I’ve never taken care of my hands the way my mother does, but I’m hoping my own children have their own memories of them. I think they will remember that their mother’s hands were not afraid of dirt or spiders, toads or toilets, bloody playground scrapes or even bloody noses. I hope they remember how those hands softly rubbed their backs when they were ill, wiped their noses (even those double-barrel, green stringy things), blotted their tears and held their own small hands, probably way too much, when they were afraid, and especially when they were crossing the street. I hope they think of my hands knitting their mittens, stirring their birthday cakes, spreading the peanut butter on their PB&Js, reaching out across the car, even when they were almost adults, to shield them when I sensed danger. Combing their hair. Softly placing a bandaid on a scape. Tracing the lines of words in a book when they were first beginning to read. And even shaking a finger at them when fear or exasperation made me angry enough to scold them. A mother’s hands do so very much.

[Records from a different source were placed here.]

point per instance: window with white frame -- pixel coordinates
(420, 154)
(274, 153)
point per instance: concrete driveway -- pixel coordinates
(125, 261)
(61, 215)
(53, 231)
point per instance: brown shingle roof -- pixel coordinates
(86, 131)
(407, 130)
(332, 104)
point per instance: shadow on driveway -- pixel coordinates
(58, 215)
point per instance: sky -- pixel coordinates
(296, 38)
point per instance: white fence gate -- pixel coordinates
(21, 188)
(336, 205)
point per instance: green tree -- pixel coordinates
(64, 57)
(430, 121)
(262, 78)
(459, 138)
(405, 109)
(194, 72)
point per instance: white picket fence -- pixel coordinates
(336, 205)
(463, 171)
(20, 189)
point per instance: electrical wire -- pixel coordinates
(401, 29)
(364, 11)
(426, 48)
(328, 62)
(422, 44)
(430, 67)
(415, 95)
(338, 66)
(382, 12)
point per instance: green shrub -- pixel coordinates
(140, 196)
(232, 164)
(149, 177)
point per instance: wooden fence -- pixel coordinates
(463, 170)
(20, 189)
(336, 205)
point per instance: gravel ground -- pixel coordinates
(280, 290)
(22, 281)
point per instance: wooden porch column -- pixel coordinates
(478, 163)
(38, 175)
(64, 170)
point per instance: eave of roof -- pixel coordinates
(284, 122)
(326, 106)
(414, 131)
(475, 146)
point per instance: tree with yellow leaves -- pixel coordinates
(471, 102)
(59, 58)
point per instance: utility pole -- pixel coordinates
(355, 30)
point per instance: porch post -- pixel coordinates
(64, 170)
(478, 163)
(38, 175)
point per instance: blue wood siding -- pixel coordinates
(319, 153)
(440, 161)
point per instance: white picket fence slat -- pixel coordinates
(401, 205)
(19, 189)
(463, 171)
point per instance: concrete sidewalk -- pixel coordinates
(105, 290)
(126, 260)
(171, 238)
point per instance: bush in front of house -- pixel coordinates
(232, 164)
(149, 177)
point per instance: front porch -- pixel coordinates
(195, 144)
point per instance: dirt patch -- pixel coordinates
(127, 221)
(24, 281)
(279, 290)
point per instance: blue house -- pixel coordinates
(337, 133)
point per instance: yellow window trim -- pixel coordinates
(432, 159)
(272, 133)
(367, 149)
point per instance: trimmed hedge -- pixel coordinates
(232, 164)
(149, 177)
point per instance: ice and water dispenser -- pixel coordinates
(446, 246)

Someone once told me that I have farmer’s hands, like it was an insult. “They’re so short and stubby,” he said. Of course he also told me that his own long, slender and well-groomed fingers were the sign of nobility. And I hope that gives him comfort. For me, having the hands of a farmer is right up there with having the hands of a potter, a carpenter, a healer, a midwife, a gardener or a lover. They are the life-giving hands, productive, and never without purpose. I look at my hands with that kind of wonder. Farmer’s hands? What an honour. My ancestors on my father’s side were farmers; I’ve inherited the hands, if not the honourable occupation of them. One that I have yet to live up to, but I’m still trying.
Would love to hear your own thoughts on hands 🩵
If you are still here… enjoy this bit of sarcasm in my response to someone who made a comment on my YouTube video where i was demonstrating pens.

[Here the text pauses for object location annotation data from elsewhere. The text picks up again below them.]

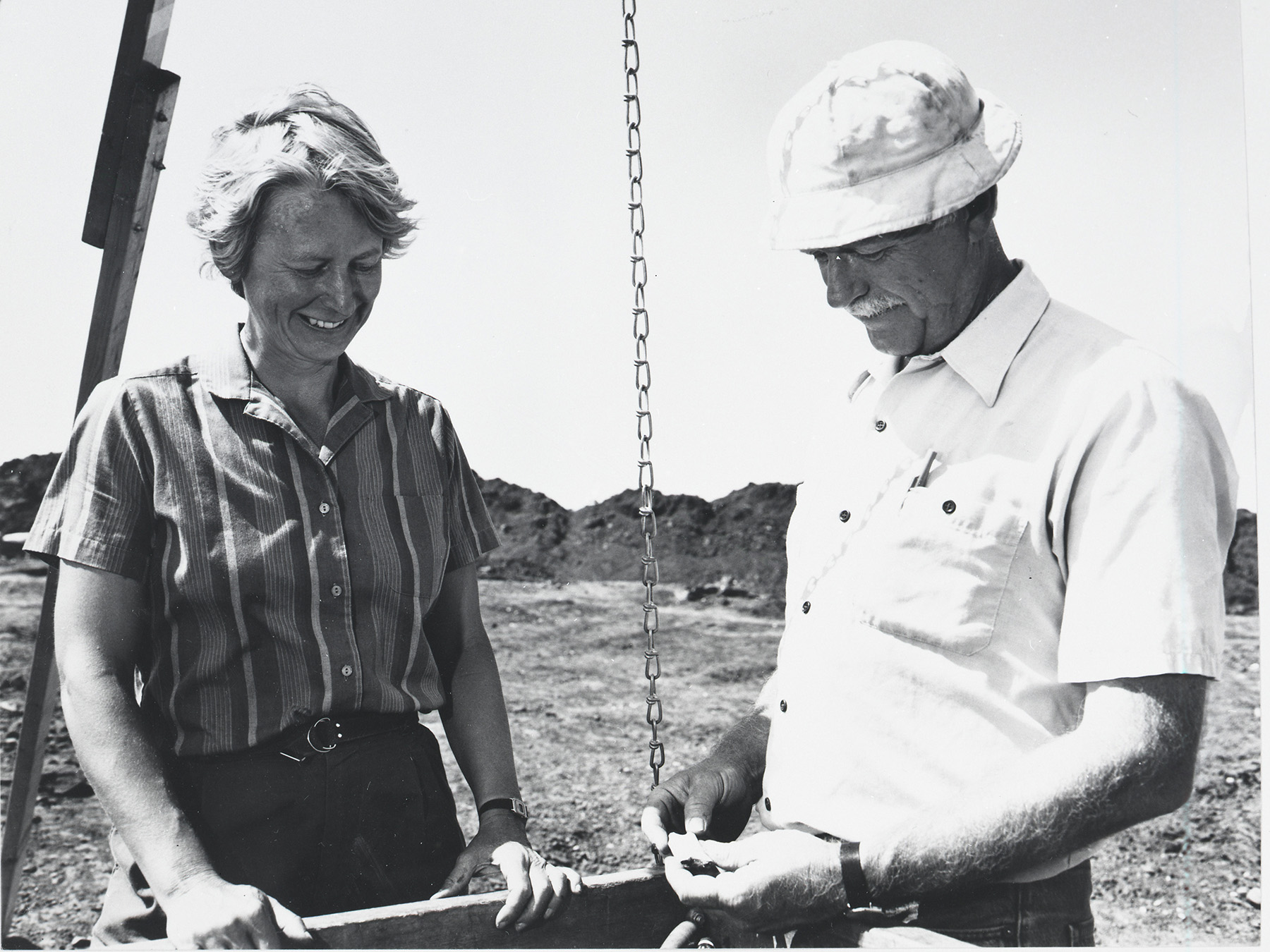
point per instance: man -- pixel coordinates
(1005, 583)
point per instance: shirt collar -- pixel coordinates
(228, 374)
(984, 350)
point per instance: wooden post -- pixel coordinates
(145, 35)
(633, 909)
(136, 138)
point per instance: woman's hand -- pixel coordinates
(212, 913)
(536, 890)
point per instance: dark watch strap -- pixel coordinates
(854, 876)
(514, 804)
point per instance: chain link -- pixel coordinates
(643, 380)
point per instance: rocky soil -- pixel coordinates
(563, 611)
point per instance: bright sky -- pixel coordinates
(506, 122)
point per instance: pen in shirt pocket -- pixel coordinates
(926, 471)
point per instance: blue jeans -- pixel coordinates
(1053, 912)
(368, 824)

I rather like your disembodied hands moving about as you talk and I have liked it since I began watching your lessons. I can’t see your face, after all, so I get to “see” you through your hands. Rather the same thing, isn’t it?!
I love your response to the disembodied hands comment...bit of a head-scratcher, that, how to showcase stationery without one’s hands 😉.
I’ve spent a lifetime working outdoors and have the hands to prove it. I used to be ashamed of them and even now I occasionally get embarrassed by their wrinkles and knobby joints but mostly I marvel at what they’ve accomplished.
One of my most favourite things nowadays is having paint or ink stains on my fingers. They’re starting to hurt now, and lose a bit of dexterity as arthritis sets in and even that’s a welcome reminder of how hard they’ve worked and how well....and for that, I’m grateful.